Mijn ergotherapeut vindt dat ik erg dunnetjes ben geworden, en daar heeft ze vast gelijk in. Ik beweeg weinig, heb dus minder spieren en minder zin in eten. En als het dan koud is of mijn lichaam anderszins energie nodig heeft, eet het nog meer spieren op. Ik heb nooit geprobeerd af te vallen, geen idee hoeveel calorieën waarin zitten en wat een koolhydraat eigenlijk is. En ik houd erg van eten, vooral van chips, koekjes en chocola, en die gaan er ook in flink tempo doorheen. Dus ik zou niet weten hoe ik het aan moet pakken, een paar kilo erbij. Een bezoek aan de diëtist dus, onderdeel zoveel van het Traject.
De diëtiste is een iets oudere dame die heel erg met haar ogen knippert. De mijne gaan er zelf een beetje van tranen. Nou ja, ieder zijn probleem, en ik leg haar uit wat het mijne is. Ik moet vertellen wat ik zoal eet en drink, en zij schrijft het op.
"Je eet genoeg tussendoortjes", is haar conclusie. Dat dacht ik ook, ja. "Maar je moet het allemaal wat rijker maken. Een plakje ontbijtkoek, daar zit veel te weinig vet in; je kunt bijvoorbeeld beter een taartje eten." Mijn ogen gaan al glimmen. "Overal crème fraîche of slagroom in doen waar het bij kan. Haring of zalm of cashewnoten voor het eten. Mayonaise bij je gebakken aardappelen. En kun je geen suiker in je thee doen?"
Suiker in mijn thee, dat vind ik echt niet lekker, maar alle andere tips staan me wel aan. Het is geen straf, dit dieet.

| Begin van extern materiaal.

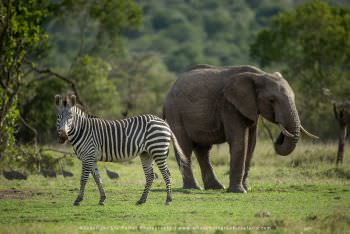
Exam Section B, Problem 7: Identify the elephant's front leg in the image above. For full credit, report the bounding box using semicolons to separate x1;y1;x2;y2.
91;163;106;206
242;125;256;191
228;128;248;193
73;162;93;206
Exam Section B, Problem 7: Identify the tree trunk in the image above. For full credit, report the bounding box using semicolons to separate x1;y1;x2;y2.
336;124;347;165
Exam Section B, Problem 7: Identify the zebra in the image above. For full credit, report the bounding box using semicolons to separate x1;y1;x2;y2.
55;95;187;206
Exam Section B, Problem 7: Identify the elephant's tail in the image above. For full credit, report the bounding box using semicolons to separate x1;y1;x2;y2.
162;105;166;120
171;132;189;172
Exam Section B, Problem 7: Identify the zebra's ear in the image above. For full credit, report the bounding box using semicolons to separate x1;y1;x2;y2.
55;94;62;107
70;94;77;106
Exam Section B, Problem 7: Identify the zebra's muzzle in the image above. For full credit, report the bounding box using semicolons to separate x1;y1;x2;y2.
58;131;68;144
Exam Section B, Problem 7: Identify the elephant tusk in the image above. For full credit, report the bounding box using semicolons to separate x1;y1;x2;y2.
279;124;295;137
300;125;320;139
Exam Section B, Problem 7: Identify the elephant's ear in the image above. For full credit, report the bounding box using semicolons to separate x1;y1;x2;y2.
224;72;258;122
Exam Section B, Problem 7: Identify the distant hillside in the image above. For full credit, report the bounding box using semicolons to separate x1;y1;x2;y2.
126;0;344;72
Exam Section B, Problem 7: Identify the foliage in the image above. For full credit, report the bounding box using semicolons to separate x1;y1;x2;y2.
0;0;47;155
126;0;304;72
251;0;350;137
110;55;175;116
71;56;120;118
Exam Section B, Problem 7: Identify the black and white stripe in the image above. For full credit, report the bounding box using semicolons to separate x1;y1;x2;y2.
57;104;185;205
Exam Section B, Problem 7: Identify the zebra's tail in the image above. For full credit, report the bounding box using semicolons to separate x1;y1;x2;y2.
171;132;189;172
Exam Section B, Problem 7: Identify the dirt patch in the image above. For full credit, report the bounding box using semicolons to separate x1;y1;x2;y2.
0;189;33;199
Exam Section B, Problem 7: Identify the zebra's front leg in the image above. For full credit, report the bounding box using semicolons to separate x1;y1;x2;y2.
136;153;154;205
73;162;92;206
154;155;173;205
91;163;106;206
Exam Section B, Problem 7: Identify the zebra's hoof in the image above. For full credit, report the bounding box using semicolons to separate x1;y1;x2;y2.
165;201;171;206
136;200;146;205
73;201;80;206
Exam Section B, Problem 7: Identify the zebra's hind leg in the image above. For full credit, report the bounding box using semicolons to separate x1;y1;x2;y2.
73;162;92;206
91;163;106;206
136;153;154;205
154;154;173;205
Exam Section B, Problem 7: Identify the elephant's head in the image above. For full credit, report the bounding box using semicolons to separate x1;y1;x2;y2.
224;72;316;155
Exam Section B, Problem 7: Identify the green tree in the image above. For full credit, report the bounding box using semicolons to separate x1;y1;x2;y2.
251;0;350;136
0;0;48;156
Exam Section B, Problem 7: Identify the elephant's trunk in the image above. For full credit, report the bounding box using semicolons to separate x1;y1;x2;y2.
274;102;301;156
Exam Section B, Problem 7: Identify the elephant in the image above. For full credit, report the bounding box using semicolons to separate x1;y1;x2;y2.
333;101;350;165
163;64;316;193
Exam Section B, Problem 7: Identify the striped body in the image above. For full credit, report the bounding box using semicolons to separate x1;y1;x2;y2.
68;115;171;162
56;101;185;205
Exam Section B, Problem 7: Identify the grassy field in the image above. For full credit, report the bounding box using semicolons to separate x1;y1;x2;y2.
0;142;350;233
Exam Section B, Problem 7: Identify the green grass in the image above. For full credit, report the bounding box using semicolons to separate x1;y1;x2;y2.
0;142;350;233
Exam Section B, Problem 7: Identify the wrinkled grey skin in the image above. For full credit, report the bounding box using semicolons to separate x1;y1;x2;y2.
163;64;301;193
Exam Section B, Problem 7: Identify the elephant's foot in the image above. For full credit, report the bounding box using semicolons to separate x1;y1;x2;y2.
136;199;146;205
165;197;173;205
204;179;225;189
242;180;250;191
73;196;83;206
182;183;201;190
227;185;247;193
183;179;201;190
98;196;106;206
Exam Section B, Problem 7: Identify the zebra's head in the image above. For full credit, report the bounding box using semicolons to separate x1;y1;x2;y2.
55;95;76;144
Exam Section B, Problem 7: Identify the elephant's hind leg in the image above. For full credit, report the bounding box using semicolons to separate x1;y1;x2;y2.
136;153;154;205
194;146;224;189
173;128;200;189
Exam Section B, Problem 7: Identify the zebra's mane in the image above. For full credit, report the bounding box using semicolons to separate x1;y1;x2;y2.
73;104;98;119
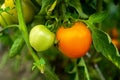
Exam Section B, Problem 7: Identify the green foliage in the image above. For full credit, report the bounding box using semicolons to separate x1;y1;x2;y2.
0;0;120;80
88;12;108;23
9;36;25;57
92;29;120;68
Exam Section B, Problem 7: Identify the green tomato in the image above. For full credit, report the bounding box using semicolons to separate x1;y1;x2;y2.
5;0;35;23
0;4;13;27
29;25;55;51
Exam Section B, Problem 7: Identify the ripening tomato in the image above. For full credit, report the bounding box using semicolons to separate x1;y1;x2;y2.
0;4;13;27
5;0;35;23
56;22;92;58
29;25;55;51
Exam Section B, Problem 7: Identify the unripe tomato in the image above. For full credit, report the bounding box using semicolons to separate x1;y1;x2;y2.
0;4;13;27
5;0;35;23
56;22;92;58
29;25;55;51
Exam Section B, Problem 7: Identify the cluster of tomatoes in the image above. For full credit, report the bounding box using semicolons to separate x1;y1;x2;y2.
0;0;92;58
29;22;92;58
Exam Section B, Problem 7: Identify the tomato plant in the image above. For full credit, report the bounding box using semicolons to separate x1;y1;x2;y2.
0;0;120;80
0;4;13;27
56;22;92;58
5;0;35;23
29;25;55;51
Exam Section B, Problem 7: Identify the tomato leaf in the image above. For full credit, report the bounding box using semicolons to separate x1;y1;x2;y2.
88;12;108;23
78;58;90;80
39;0;53;14
91;28;120;68
68;0;88;18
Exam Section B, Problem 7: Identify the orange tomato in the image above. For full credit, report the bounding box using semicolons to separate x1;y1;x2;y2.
56;22;92;58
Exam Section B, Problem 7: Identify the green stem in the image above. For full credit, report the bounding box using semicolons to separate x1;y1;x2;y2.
81;58;90;80
16;0;39;62
96;0;103;28
74;59;80;80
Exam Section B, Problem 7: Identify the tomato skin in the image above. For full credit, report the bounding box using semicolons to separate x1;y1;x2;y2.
29;25;55;51
5;0;35;23
0;4;13;27
56;22;92;58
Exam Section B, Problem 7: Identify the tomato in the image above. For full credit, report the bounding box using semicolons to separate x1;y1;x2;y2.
29;25;55;51
5;0;35;23
0;4;13;27
56;22;92;58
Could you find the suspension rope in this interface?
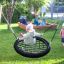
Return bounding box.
[51,19,63,42]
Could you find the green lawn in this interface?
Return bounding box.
[0,21,64,64]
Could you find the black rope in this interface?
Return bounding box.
[51,21,63,42]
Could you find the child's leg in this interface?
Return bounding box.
[62,42,64,46]
[62,38,64,46]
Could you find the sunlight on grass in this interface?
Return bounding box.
[0,20,64,64]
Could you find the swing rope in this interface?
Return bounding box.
[51,19,63,42]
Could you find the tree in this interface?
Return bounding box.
[25,0,50,13]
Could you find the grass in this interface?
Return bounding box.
[0,20,64,64]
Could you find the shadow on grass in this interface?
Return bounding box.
[0,27,64,62]
[54,61,64,64]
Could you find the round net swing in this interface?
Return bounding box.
[14,36,50,58]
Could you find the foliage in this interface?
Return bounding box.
[0,19,64,64]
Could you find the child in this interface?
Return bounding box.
[60,23,64,46]
[20,22,40,45]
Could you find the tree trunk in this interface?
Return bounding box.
[6,0,16,29]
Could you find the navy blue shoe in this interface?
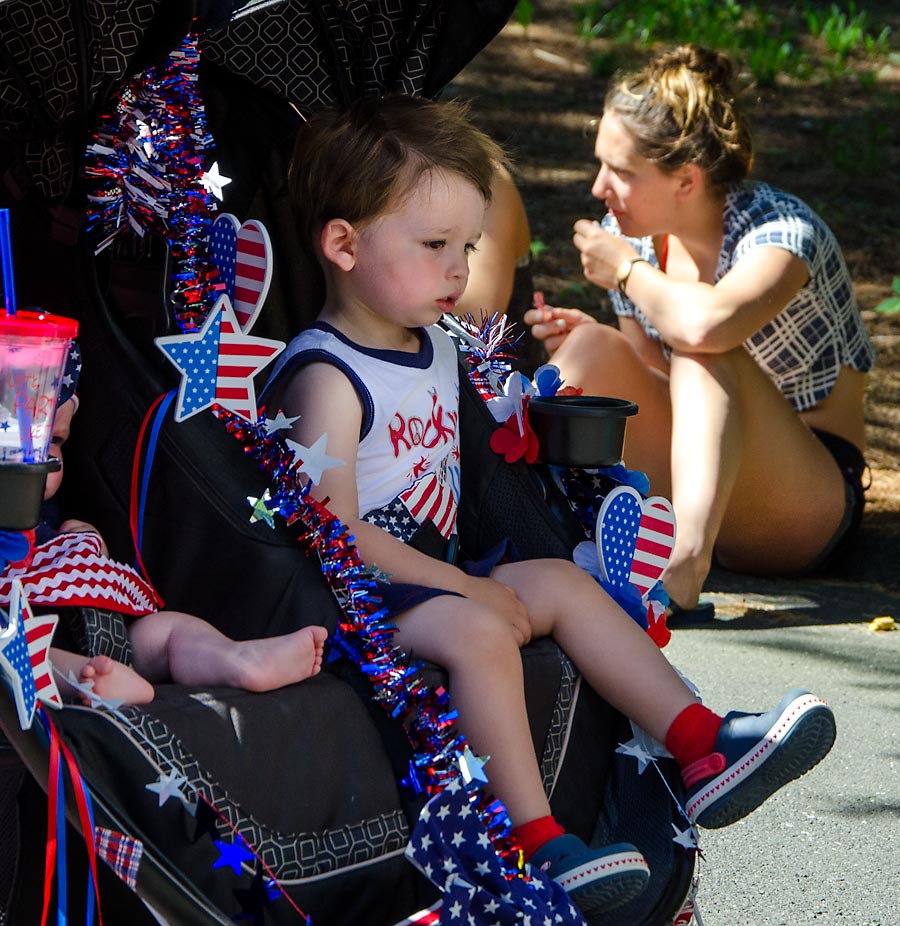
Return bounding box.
[529,833,650,918]
[681,690,836,829]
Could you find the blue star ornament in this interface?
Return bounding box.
[213,836,254,876]
[156,300,222,421]
[0,579,37,730]
[156,295,284,421]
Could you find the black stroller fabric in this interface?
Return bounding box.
[0,0,693,926]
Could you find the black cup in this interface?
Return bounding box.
[528,395,638,469]
[0,458,60,531]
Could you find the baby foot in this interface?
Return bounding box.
[236,626,328,691]
[78,656,155,705]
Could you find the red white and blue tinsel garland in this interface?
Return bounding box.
[213,405,522,878]
[85,34,223,331]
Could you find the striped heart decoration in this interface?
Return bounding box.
[209,212,272,334]
[596,486,675,596]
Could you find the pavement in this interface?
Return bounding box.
[665,528,900,926]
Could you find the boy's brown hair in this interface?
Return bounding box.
[289,95,506,255]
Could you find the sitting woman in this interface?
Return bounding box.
[526,46,873,612]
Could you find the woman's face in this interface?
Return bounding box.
[591,112,678,238]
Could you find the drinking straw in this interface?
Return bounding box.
[0,209,16,315]
[0,209,34,463]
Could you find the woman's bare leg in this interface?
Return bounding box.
[553,325,845,607]
[395,595,550,826]
[491,559,697,743]
[663,348,845,607]
[128,611,328,691]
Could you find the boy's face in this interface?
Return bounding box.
[351,172,486,328]
[44,399,75,498]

Aan het eind van de afspraak ga ik op een weegschaal staan. Iemand met mijn lengte zou tussen de 60 en 78 kilo moeten wegen, en ik weeg er met kleren en schoenen aan 57. "Dat is wel een beetje weinig", vindt ze. "Het is wat wij hier ondervoeding noemen."
Een paar dagen later merk ik dat het toch moeilijker is dan ik dacht. Ik geloof dat ik haar vooral verteld heb wat ik vind dat ik moet eten, en niet wat ik daadwerkelijk eet. Ontbijt met muesli en sinaasappelsap. Lunch met drie bruine boterhammen. Eén van de twee sla ik toch de helft van de dagen over, ben ik bang.
Die taartjes, dat wordt het probleem niet. Maar die bruine boterhammen, daar moet ik aan werken.